In November 2004, Shennel McKendall was shot and killed by her husband in a parking lot at UNC Hospitals, her place of work. She had gotten a restraining order against him three weeks before, which he first violated the day after it was served.
That horrific act brought statewide attention to a recurring problem in domestic violence cases: The number of people who violate restraining orders while awaiting trial and then remain free to do more harm.
It also spurred interest in an innovative pilot program in Pitt County to use Global Positioning Systems to monitor protection violators — and to keep them away from their likely victims.
Programs such as the one in Pitt County caught the attention of Harvard Law School lecturer Diane Rosenfeld. She successfully lobbied the Massachusetts legislature to pass a law giving judges the authority to order the use of GPS to track protection violators. It also allows for prison time if the GPS system is breached. Now, other states are considering passing similar laws. Why not North Carolina?
GPS seems tailor-made for domestic violence cases. It can be used to exclude the violator from geographic zones where the likely victim lives and works. The device not only can alert the police if the offender enters such a zone, it can alert the victim.

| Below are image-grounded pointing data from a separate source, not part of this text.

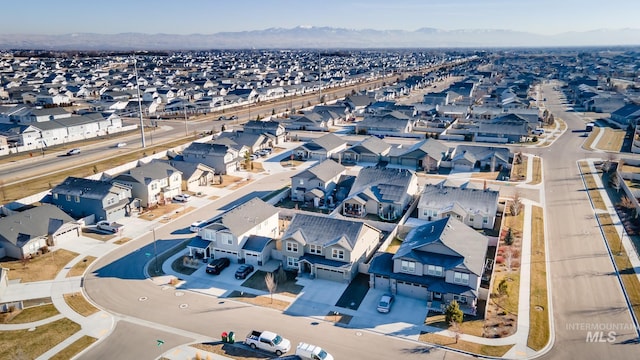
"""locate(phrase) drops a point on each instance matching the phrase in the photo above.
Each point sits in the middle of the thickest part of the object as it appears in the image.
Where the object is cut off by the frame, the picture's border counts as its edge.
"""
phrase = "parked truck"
(269, 341)
(113, 227)
(311, 352)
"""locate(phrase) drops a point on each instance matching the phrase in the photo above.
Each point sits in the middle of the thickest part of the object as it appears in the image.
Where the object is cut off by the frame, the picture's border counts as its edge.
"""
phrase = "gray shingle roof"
(469, 247)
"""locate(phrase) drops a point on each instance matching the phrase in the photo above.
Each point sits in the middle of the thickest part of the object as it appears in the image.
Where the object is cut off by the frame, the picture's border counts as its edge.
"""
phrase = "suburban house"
(273, 129)
(194, 175)
(384, 192)
(470, 157)
(317, 183)
(153, 183)
(439, 262)
(244, 234)
(370, 150)
(327, 248)
(80, 197)
(23, 234)
(424, 155)
(474, 207)
(223, 158)
(324, 147)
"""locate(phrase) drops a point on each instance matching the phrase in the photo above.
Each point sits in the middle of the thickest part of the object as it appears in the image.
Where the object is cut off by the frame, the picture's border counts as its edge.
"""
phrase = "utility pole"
(135, 67)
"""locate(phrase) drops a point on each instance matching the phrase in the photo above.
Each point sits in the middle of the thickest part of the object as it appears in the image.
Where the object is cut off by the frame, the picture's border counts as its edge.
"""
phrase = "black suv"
(243, 271)
(217, 265)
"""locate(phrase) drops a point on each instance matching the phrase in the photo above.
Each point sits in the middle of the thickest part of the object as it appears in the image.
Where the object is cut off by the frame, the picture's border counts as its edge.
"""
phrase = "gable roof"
(325, 231)
(468, 247)
(39, 221)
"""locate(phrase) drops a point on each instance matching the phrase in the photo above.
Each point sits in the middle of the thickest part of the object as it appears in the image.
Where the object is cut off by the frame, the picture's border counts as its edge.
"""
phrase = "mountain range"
(321, 37)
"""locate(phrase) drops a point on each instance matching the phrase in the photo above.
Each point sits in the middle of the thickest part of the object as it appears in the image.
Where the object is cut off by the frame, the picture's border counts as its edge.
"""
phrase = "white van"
(311, 352)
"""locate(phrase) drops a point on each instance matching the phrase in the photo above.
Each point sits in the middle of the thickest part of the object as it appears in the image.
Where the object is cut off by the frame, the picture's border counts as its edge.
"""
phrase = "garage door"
(381, 282)
(329, 274)
(251, 258)
(412, 290)
(233, 256)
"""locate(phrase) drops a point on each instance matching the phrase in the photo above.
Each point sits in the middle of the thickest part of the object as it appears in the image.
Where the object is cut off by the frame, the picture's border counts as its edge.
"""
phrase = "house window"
(461, 278)
(434, 270)
(337, 254)
(315, 249)
(292, 246)
(292, 262)
(460, 299)
(408, 266)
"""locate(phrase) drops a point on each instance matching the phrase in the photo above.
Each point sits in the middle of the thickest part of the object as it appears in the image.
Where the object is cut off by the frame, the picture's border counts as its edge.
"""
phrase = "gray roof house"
(370, 150)
(324, 147)
(24, 233)
(474, 207)
(439, 262)
(229, 234)
(317, 182)
(327, 248)
(224, 158)
(384, 192)
(80, 197)
(153, 183)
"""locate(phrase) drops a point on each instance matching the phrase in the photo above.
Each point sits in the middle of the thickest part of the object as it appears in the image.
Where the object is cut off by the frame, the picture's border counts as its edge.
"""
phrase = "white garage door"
(412, 290)
(381, 282)
(329, 274)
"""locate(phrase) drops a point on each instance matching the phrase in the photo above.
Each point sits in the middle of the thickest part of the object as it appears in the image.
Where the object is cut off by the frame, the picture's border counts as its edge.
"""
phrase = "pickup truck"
(109, 226)
(269, 341)
(311, 352)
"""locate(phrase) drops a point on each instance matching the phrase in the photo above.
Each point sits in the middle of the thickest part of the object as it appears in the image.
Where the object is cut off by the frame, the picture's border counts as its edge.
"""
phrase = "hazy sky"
(212, 16)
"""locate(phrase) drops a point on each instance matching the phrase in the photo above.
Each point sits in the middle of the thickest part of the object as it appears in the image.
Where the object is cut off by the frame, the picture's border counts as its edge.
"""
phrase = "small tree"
(272, 285)
(453, 313)
(503, 287)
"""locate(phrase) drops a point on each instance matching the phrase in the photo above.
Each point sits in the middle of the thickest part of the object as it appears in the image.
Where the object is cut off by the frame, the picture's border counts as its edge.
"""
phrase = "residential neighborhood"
(428, 188)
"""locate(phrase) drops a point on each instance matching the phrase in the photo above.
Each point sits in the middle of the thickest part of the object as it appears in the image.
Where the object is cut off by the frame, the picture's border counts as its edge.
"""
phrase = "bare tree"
(272, 285)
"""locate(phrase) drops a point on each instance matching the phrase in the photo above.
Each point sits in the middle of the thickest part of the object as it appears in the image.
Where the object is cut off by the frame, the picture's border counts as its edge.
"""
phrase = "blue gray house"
(81, 197)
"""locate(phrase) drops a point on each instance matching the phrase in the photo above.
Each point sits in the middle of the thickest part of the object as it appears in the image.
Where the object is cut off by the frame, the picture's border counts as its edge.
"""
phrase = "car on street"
(243, 271)
(385, 302)
(182, 197)
(217, 265)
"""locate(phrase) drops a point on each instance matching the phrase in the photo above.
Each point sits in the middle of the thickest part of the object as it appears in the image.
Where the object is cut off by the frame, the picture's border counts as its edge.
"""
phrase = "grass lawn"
(624, 266)
(590, 182)
(25, 344)
(30, 314)
(81, 266)
(79, 304)
(487, 350)
(538, 299)
(473, 326)
(75, 348)
(260, 300)
(43, 267)
(537, 171)
(288, 288)
(394, 245)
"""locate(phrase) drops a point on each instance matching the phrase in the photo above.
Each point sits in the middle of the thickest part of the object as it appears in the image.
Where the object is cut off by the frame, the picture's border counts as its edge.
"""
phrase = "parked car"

So far, GPS used this way has an excellent track record. In a Massachusetts GPS program with 42 cases of people deemed at risk to break protective orders, compliance has been 100 percent. Pitt also has had success. It has seen its 36 percent recidivism rate for domestic abuse offenders drop to 11.5 percent for those being tracked by GPS. (The county makes the offenders pay for the monitoring.)
The Pitt program has been expanded into four other North Carolina counties. The General Assembly’s Joint Task Force on Domestic Violence meets Thursday. Expansion of the state’s pilot GPS program and a law similar to the one in Massachusetts should be on its agenda for discussion.